Short Version: SHA-256 uses addition alongside a variety of bit-wise operations. What's up with that?

I was reading a description of how SHA-256 worked and it included a description of the various internal operations that take place on the blocks of bits while the algorithm does its work.

Most of them made sense to me as the familiar "bit wise" operators I'm used to. ROTATE, AND, XOR, etc. But one stood out to me. One of these things is not like the other.

The algorithm also used ADD. There was an arithmetic operator in with the bit-wise operators. (The very last carry is discarded so the output has the same size as the inputs.)

This seemed very odd to me. All throughout the process, we were dealing with blocks of bits, each bit having equal significance. Suddenly, these blocks of bits became numbers. Bits have significance and if both bits are 1, then a carry takes place. Bits can influence their neighbours but only in one direction.
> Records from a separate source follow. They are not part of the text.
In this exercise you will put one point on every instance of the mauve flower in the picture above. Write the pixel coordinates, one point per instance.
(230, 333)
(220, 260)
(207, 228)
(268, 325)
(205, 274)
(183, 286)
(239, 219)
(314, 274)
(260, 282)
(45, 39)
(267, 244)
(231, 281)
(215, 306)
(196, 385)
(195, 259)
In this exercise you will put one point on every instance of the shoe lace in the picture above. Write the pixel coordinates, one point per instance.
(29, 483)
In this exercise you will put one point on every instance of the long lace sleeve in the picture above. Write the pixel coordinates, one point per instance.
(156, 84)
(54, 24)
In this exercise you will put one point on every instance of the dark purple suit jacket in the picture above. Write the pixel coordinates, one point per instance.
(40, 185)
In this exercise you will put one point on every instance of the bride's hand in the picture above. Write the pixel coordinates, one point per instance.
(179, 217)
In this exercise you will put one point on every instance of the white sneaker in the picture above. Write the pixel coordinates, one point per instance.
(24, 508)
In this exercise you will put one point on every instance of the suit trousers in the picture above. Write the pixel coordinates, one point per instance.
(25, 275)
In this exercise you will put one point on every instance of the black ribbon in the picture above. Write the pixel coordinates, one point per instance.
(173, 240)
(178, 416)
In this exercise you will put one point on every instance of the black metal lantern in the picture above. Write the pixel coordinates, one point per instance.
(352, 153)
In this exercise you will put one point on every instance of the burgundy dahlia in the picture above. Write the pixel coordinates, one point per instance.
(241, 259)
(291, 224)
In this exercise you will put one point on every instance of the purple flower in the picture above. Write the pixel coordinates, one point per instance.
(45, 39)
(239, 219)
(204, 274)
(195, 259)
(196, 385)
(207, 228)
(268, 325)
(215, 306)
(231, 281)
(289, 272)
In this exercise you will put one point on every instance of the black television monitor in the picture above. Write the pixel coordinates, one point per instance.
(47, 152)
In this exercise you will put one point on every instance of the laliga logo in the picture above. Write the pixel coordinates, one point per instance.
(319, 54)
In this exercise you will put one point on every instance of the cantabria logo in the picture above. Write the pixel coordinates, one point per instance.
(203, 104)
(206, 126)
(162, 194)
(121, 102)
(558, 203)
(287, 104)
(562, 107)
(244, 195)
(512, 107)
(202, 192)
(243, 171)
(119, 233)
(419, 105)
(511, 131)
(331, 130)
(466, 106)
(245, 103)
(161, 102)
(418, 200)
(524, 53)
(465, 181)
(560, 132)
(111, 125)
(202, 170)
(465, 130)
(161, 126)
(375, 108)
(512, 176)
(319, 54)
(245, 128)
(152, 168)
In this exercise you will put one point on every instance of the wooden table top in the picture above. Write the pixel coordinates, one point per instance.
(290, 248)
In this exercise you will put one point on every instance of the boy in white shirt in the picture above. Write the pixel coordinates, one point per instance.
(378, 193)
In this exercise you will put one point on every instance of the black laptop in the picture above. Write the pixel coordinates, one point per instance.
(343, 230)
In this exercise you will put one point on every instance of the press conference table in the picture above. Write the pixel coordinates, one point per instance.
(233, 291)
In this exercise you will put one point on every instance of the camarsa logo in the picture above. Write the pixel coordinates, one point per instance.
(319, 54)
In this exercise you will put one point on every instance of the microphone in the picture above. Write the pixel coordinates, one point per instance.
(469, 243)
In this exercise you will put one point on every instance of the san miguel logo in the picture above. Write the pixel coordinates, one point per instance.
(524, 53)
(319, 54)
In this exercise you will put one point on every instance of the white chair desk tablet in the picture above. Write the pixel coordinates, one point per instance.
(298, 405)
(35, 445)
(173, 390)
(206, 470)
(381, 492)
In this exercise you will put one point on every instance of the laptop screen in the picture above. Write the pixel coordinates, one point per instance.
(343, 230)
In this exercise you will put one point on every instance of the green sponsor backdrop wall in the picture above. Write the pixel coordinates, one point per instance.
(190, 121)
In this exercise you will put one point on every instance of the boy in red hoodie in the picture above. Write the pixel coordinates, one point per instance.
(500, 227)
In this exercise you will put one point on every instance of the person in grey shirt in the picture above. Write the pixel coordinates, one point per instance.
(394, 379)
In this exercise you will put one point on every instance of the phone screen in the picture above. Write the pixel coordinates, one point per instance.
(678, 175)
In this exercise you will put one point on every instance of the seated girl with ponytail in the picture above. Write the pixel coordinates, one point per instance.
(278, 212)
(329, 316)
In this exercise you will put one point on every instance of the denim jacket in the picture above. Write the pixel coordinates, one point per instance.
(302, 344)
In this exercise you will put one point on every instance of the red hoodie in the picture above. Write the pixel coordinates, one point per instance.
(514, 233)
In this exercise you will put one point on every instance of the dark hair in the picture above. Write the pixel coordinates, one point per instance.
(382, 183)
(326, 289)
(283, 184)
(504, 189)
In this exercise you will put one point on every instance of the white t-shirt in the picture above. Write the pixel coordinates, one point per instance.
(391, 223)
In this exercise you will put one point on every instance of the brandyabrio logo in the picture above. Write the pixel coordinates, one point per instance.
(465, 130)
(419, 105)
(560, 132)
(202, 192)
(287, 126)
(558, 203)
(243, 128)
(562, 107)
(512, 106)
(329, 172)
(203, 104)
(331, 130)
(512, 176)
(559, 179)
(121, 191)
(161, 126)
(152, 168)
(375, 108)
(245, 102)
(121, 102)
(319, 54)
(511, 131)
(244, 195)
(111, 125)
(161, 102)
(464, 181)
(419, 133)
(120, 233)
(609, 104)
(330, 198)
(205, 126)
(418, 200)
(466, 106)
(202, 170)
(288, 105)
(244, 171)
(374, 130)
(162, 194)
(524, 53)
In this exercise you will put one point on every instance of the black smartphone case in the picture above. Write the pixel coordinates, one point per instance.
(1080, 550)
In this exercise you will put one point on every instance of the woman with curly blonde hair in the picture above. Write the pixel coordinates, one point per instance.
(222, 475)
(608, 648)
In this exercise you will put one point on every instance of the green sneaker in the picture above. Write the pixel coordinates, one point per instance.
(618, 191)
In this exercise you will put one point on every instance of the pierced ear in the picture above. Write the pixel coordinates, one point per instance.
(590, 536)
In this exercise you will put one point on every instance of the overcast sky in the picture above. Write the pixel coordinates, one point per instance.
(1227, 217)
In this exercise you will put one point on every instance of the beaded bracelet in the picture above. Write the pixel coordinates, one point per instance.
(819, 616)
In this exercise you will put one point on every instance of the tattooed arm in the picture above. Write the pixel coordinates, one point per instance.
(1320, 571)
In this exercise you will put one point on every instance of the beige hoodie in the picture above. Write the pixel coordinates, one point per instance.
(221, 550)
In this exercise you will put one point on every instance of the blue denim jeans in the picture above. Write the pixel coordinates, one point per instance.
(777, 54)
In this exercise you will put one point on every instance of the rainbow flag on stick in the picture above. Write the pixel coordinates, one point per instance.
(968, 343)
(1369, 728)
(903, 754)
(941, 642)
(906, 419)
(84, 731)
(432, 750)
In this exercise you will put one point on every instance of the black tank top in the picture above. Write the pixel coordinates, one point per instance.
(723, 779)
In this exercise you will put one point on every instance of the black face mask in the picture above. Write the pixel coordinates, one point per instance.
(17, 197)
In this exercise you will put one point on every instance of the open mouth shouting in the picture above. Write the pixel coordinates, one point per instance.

I had initially thought that all bits going in and coming out of SHA-256 were equally important and had equal ability to influence the result. Now I'm wondering if some bits have a greater ability to influence the output than others.

What's going on?

• Comments on crypto.stackexchange.com/questions/26215/… cite a few papers that may or may not say something about addition. On the topic of ability to influence the output: no, because even if one bit position was somehow privileged in one round, the rotations would still cause different original bits to reach the privileged position in the next round. Aug 11, 2022 at 20:02

## 1 Answer

SHA-256 is an ARX-like algorithm. ARX stands for addition, rotate, and xor, which describes the operations used in the algorithm. (I say ARX-like because SHA-256 also uses right shifts, which are not ARX.)

ARX approaches are popular because typically the bitwise operations are linear in one field and the additions are linear in a different field, but they are each non-linear in the other. This allows using these operations, which typically are very fast (on many systems, a single cycle) to provide an algorithm which is resistant to both linear and differential cryptanalysis. Other algorithms using this approach include the stream cipher ChaCha and the permutation SPARKLE.

SHA-256 is believed to have the avalanche effect, where each input bit influences each output bit. While it's true that the carry is only in one direction, there are rotates, which means higher bits can then influence lower bits later on in the operation. SHA-256 uses constants to prevent fixed points at zero and these also provide 1 bits that affect the behaviour of the additions later on.

So while this is a natural question to ask, ARX-based approaches are reasonably well studied and can be used securely, such as in SHA-256.